Kritik zu Niki de Saint Phalle
In ihrem Spielfilmdebüt erzählt Céline Sallette in eindrücklichen Bildern von der künstlerischen Selbstermächtigung der avantgardistischen Bildhauerin
Ein Künstlerinnenporträt, das niemals die Kunst seiner Protagonistin zeigt, ist irritierend und setzt zugleich einen klaren Fokus. Es geht um die Handelnde und ihr Handeln. In Céline Sallettes Biopic »Niki de Saint Phalle«, das im vergangenen Jahr in Cannes seine Premiere feierte, ist das dem Fakt geschuldet, dass keine Werke der Künstlerin (1930–2002) gezeigt werden durften. Und so konzentriert sich Sallette in ihrem Debüt auf die schillernde Schöpferin der Nanas, auf ihre Selbstermächtigung als Frau und Künstlerin, ihre Entwicklung und ihre schmerzhafte Aufarbeitung ihrer von Missbrauch geprägten Kindheit und Jugend und die grauenvolle psychiatrische Behandlung in den 1950er Jahren.

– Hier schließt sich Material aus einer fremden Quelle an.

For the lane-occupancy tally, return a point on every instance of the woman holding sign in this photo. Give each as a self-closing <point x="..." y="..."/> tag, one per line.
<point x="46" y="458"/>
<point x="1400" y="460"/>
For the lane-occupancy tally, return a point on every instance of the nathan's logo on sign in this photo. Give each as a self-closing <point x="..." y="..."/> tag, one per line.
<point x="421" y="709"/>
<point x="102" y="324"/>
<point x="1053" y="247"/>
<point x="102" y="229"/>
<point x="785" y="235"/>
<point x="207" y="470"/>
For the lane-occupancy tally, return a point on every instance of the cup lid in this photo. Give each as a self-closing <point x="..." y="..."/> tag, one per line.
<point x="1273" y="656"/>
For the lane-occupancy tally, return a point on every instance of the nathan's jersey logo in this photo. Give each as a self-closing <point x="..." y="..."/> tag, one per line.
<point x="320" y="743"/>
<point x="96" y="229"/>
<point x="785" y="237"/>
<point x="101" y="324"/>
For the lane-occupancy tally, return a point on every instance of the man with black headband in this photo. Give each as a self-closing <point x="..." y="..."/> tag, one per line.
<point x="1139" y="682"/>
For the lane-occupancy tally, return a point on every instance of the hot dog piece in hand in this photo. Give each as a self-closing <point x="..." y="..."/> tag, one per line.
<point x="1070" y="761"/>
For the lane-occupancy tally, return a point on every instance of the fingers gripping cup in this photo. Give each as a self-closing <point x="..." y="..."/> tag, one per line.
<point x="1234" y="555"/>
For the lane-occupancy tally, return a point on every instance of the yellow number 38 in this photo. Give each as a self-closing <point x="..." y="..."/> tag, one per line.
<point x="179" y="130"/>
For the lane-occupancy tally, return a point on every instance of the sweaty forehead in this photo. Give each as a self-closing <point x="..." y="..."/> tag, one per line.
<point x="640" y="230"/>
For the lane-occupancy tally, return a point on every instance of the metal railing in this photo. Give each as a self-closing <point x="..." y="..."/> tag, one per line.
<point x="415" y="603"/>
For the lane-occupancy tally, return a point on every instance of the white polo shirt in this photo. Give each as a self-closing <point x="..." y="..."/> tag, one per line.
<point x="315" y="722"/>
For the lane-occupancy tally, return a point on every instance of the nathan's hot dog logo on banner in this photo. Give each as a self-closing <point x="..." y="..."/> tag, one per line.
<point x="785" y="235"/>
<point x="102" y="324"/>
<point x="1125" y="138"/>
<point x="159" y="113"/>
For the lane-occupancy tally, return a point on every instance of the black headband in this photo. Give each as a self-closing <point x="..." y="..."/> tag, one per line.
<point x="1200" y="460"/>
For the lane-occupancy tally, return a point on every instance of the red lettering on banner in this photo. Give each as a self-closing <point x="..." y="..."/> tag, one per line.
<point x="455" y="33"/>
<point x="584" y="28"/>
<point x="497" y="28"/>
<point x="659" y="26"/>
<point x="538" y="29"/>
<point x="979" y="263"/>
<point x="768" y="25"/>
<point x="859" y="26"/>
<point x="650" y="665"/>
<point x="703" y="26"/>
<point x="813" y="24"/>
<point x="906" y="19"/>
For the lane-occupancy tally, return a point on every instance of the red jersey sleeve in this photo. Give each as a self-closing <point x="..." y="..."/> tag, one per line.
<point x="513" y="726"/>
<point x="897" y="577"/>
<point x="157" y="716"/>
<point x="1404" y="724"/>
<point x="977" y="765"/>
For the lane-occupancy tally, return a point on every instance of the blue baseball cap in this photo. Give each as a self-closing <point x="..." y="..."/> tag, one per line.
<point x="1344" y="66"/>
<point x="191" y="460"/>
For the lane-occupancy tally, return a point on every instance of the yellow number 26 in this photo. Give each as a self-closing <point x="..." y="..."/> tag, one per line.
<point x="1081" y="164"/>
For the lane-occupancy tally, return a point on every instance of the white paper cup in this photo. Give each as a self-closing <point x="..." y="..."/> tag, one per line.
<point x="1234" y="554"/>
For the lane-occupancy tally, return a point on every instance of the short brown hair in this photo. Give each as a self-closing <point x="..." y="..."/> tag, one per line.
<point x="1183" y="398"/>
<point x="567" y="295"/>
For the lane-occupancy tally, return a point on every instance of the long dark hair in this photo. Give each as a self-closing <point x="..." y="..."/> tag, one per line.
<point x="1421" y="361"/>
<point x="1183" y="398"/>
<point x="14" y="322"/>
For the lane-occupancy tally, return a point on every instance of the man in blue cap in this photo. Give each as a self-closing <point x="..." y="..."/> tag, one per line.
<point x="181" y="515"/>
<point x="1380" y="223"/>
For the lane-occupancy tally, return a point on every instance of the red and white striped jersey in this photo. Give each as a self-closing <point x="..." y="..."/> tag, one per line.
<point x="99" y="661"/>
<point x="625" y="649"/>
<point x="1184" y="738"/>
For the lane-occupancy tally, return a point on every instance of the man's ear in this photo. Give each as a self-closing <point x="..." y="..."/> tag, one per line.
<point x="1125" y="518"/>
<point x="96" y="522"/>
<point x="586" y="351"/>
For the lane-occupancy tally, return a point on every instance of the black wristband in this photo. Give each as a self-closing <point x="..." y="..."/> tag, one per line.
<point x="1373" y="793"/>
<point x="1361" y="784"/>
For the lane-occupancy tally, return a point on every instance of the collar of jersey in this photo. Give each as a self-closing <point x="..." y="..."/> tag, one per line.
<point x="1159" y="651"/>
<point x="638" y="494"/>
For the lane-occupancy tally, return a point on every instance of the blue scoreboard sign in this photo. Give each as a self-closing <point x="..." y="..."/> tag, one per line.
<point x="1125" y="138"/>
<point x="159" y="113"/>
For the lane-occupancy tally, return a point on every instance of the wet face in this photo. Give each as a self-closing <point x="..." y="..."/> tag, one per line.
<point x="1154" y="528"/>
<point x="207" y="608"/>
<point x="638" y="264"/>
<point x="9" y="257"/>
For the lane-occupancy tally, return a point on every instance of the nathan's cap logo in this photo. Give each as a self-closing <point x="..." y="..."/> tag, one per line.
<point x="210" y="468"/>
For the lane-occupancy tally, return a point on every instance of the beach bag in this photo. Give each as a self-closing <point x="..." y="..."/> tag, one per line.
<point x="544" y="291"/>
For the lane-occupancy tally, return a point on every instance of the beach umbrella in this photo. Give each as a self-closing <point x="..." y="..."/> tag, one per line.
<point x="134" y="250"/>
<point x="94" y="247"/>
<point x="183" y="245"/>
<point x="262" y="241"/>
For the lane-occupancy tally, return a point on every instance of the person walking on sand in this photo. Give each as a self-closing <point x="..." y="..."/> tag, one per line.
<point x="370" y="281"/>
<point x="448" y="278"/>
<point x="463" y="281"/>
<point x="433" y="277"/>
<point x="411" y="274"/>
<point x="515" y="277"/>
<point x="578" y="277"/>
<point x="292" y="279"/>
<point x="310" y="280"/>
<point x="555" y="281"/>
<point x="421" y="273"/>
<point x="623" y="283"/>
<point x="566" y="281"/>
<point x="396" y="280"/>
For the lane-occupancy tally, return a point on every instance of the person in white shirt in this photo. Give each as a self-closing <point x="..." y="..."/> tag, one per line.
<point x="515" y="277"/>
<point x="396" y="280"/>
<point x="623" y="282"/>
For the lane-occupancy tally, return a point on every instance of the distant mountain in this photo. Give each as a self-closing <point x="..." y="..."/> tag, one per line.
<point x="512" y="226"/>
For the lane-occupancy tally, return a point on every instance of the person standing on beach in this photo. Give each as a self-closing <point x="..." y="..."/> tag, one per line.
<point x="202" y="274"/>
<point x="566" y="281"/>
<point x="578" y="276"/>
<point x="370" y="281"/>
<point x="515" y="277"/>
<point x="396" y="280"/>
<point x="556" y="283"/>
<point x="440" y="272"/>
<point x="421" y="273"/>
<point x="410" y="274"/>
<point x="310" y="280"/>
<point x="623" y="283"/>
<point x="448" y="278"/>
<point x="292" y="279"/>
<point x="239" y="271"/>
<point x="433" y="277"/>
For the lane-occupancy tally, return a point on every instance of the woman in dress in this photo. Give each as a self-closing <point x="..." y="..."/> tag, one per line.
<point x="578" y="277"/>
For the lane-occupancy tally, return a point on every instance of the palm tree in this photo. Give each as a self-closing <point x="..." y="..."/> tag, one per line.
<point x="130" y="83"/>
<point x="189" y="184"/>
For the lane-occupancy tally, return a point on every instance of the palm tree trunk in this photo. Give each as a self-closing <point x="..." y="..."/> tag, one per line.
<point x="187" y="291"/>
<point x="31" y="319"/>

Ikonenhaft und stumm inszeniert Sallette ihre Heldin zu Beginn. Damals, gerade aus den USA mit Mann und Kind nach Paris gekommen, arbeitete Niki de Saint Phalle als Schauspielerin und Model. Ganz nah an ihrem perfekt geschminkten Gesicht, ein funkelndes Diadem auf dem Kopf, ist die Kamera, als sie teilnahmslos die Anweisungen des Fotografen bei den Modeaufnahmen erduldet. Ebenso teilnahmslos unterzeichnet sie den Scheck, als diese abgebrochen werden, um dann schnell zu ihrem Säugling und anschließend zu Theaterproben mit Cocteau zu eilen. Liebevoll kümmert sie sich um ihr Baby, dessen dreckige Windeln samt Bettlaken sie mit den Füßen unter den Sessel schiebt. Es ist eine dieser symbolhaft aufgeladenen Szenen. Kehrt Niki ihre Probleme unter den Teppich oder ist sie schlicht eine unkonventionelle oder auch unfähige Mutter?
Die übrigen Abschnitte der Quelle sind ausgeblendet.